“快点洗,这可是我贴身的内衣,不能用洗衣机!”
“你个废物,你不会轻一点吗?那是蕾丝内衣,你是想洗坏了吗?”
秦昊揉搓着蕾丝内衣,脖子上拴着一根绳子,此时的他就像个狗一样。
两年零三百六十四天,他都是在这样的环境下生活,这一切完全是因为对师傅的承诺。
“锦欣,怎么说咱们都是夫妻一场,三年的时间,难道我们一点感情都没有吗?”
秦昊心已经被自己这个老婆伤透,她对自己这样的折磨,完全就是为了要离婚。
白锦欣手中绳子猛的拉紧,抬腿就是一脚,开口骂道;“你这个废物,老婆也是你能叫的!我们之间没有一丝感情,要不是奶奶阻拦,你这家伙早滚蛋了,还是识相点自己滚蛋吧!”
白锦欣手中抓着狗绳,一身连衣裙,越说越气,身体不停地抖动,抬腿又是一脚。
秦昊吃力身体跌倒,水盆破裂,水和内衣洒落在地上。
“你个没用的东西,滚出来,八十块钱给你买的衣服,你竟然敢弄脏了,你不配穿衣服!”
白锦欣骂骂咧咧,抬手将秦昊的上衣扒扯下来。
与此同时,卧室的门打开,从里面走出一名只穿三点式的女人。
“锦欣,我这可是完全为了你,让这个废物看我的身体!”
女子扭着腰来到近前,搔首弄姿,样子像极了职业小姐姐。
“我的好闺蜜,为了我的幸福,你就牺牲一点,待事成以后,一定加倍补偿你的!”
……
白老太君忧愁满面,一想起当年的白发老者,他心中就有一种不安的感觉。
“锦欣,我们还有机会,你要不惜一切代价留住秦昊,只有这样,我们白家数十年基业方可稳住!”
白老太君面色难看,拄着拐杖,摇头叹息,转身回房间。
不过,白锦欣却不这么想,在她看来,秦昊就是一个没用的赘婿,靠白家养着。
表面上虽然是乖巧的答应下来,但内心中却是恨秦昊极深。
暗中更是早就已经安排好了人,只要秦昊离开白家别墅,就会对他动手。
秦昊离开白家别墅,心情无比的放松,自小便没有见过父母的他跟随师傅生活。
俗话说一日为师,终身为父,三年前答应师傅入赘白家,受尽冷眼,嘲讽,排挤,今日总算是到了离开的时候,让他身心放松。

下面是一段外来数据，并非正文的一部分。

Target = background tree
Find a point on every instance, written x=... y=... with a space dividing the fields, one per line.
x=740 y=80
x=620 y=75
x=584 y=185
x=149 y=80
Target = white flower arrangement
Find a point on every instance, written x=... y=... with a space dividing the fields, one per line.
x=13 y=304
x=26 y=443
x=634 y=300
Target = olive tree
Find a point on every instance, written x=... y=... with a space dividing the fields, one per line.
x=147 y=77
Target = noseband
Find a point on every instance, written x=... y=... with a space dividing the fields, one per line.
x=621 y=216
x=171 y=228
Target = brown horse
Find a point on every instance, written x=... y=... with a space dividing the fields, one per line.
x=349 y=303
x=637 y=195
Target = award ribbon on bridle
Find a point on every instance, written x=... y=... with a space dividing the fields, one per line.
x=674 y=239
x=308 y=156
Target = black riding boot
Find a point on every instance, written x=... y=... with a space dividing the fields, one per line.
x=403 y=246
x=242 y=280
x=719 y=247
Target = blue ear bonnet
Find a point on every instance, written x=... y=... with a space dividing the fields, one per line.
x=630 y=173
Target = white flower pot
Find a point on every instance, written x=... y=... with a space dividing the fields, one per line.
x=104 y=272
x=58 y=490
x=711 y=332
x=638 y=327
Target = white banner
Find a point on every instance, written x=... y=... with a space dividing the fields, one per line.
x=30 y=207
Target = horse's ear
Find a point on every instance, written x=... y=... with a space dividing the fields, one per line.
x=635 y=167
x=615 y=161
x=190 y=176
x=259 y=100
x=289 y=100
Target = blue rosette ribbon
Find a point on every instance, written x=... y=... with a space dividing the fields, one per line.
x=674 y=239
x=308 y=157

三年时间,在白家秦昊数次救白老太君于危难,看着手腕处的医圣神针,心中默默地对师傅说道;
“师傅,我做到了,未曾暴露,白老太君身患绝症,三年来十次施针保其平安,怎奈三年感动不了她白锦欣,明日就到了离去的时候!”
走在街上,夜幕降临,即将离开生活了三年的白家,他的内心中有种失落与孤独。
他不知道该去何处寻找师傅,那是他唯一的亲人。
“总算是找到你这个废物了,被白家逐出家族了吧?竟敢对孙萍下手,我看你是活的不耐烦了!”
赵峥是白锦欣的追求者,三年来数次逼迫秦昊离开白家,一直没有得逞。
以前担心自己暴露,再加上有白锦欣从中阻拦,秦昊一直都是忍着,但今天已经是最后一天,他不会再忍。
……
叶家别墅。
“宋医生 ,我奶奶现在的病情怎么样?”
叶涵满脸担忧之色,询问奶奶的情况。
“小姐,老夫人的病情太重了,我现在也是束手无策啊!”
“我已经尽量为老夫人拖延时间,但是心脏已经堵塞太严重。”
“唉!实在对不起,宋义无能。”
宋义轻轻的摇着头,叹了口气,满脸的愧疚。
秦昊靠在一旁的柱子上,慵懒的睁开双眼,看着叶家别墅,只能用两个字来形容,气派,根本就不是白家能够比的。
“在想想办法,不惜任何代价,哪怕走一些特殊渠道?”
叶涵开口相求,不惜任何代价,而且,为了救她奶奶,她已经准备走极端。
宋义一直摇着头,满脸为难之色道;“小姐莫怪,宋义真的没有办法,现在时间来不及了,除非现在能够给老妇人换心脏!”
叶涵听到这句话,泪水瞬间流了下来,看着病床上的奶奶,声音哽咽道;
“奶奶,对不起,是涵涵无能,到现在都没有找到合适的心脏!”
“那个……奶奶的病,也许我能够帮着看一看。”
秦昊并没有承诺自己能医治,而是说要先看一看。